I quattro temi di ricerca indicati dal bando del Mibac erano la città e le politiche, la sostenibilità, il paesaggio in trasformazione, il patrimonio culturale. Lei è andato oltre, cercando una pragmatica connessione con la realtà economica e produttiva. Come pensa che si possa stimolare, anche attraverso la Biennale, la diffusione di una collaborazione etica e creativa fra progettisti e committenti?
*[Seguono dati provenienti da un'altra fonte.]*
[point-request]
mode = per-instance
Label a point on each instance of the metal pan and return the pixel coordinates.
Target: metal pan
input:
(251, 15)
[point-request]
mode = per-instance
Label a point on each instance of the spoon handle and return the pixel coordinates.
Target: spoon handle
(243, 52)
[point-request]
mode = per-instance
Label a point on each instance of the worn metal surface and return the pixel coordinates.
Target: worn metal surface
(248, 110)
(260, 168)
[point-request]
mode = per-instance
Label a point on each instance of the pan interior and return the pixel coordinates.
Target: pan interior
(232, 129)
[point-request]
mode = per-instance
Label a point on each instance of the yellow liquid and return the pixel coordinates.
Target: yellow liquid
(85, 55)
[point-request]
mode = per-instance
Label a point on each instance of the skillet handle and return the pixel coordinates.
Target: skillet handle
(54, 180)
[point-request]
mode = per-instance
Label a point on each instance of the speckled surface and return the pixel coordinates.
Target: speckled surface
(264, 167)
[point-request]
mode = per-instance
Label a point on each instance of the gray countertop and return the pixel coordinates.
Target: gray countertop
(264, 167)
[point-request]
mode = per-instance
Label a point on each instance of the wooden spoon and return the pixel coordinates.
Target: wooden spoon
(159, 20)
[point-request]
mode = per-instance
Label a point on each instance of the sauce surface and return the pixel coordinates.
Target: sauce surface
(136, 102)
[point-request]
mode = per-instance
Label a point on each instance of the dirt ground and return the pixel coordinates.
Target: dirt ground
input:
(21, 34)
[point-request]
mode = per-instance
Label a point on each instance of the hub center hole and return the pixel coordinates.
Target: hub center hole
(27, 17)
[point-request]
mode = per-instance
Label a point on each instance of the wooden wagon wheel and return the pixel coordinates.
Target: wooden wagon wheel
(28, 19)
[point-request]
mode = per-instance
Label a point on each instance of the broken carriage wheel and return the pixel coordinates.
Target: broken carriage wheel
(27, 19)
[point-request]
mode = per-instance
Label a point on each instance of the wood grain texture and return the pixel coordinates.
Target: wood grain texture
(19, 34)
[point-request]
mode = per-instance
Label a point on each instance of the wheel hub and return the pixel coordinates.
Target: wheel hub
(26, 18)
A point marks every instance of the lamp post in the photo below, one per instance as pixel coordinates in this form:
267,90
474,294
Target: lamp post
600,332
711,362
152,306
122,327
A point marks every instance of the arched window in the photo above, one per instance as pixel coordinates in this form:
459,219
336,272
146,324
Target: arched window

Un «common ground» tra imprenditoria e architettura è una necessità imprescindibile per la ripresa del nostro paese. La Biennale deve avere un ruolo importante nello stimolare questo «patto», dopo anni dominati da finanza, mercato immobiliare e rendita fondiaria. Guardando alla modernità dell’esperienza di Adriano Olivetti si può avviare un percorso diverso capace di valorizzare l’attuale vera ricchezza italiana: la miriade di piccole-medie imprese del Made in Italy che, oltre a offrire una produzione di eccellenza, si rappresenta spesso attraverso un’architettura di qualità per i propri insediamenti. Sono inoltre sempre più frequenti i casi d’imprenditori che recuperano borghi antichi abbandonati o fortemente degradati convertendoli in alberghi diffusi, o che trasformano porzioni di suolo in aziende agricole a km zero, riqualificando in maniera capillare il nostro territorio. Si tratta di mettere in rete questo pulviscolo d’iniziative e farne il soggetto della ripresa italiana.
Una parte importante del padiglione è dedicata all’Expo 2015, un appuntamento in cui non sembrano più credere in molti…
L’Expo 2015 è un’occasione importantissima per l’Italia. Noi assumiamo il titolo dell’Expo «Nutrire il pianeta» per dilatare e rilanciare il concetto di nutrimento dall’aspetto alimentare a quello culturale e civile: la riqualificazione delle città, la possibilità per i bambini di muoversi liberamente sulla scena urbana, le iniziative, spontanee ma anche programmate, di agricoltura urbana. A Venezia cercheremo soprattutto di mostrare il patrimonio di esperienze già avviate, ma anche di tracciare possibili piste di sviluppo.
Il tempo a sua disposizione è pochissimo. Come pensa di scegliere i collaboratori per realizzare il suo progetto? Prevede di coinvolgere l’In/Arch?
Sicuramente è un’operazione che investe l’In/Arch, impegnato dal 1959 su questa linea. Una linea che nei decenni passati si è scontrata prima con il mito della metropoli e dell’industrializzazione pesante e poi con il feticcio di un mercato autoregolantesi. Coinvolgeremo sicuramente le soprintendenze, per farci indicare le iniziative imprenditoriali di recupero dei beni culturali e di riqualificazione del territorio, e le associazioni che hanno contribuito a promuovere quest’«altra Italia» emergente. L’Italia di un’auspicabile ripresa virtuosa.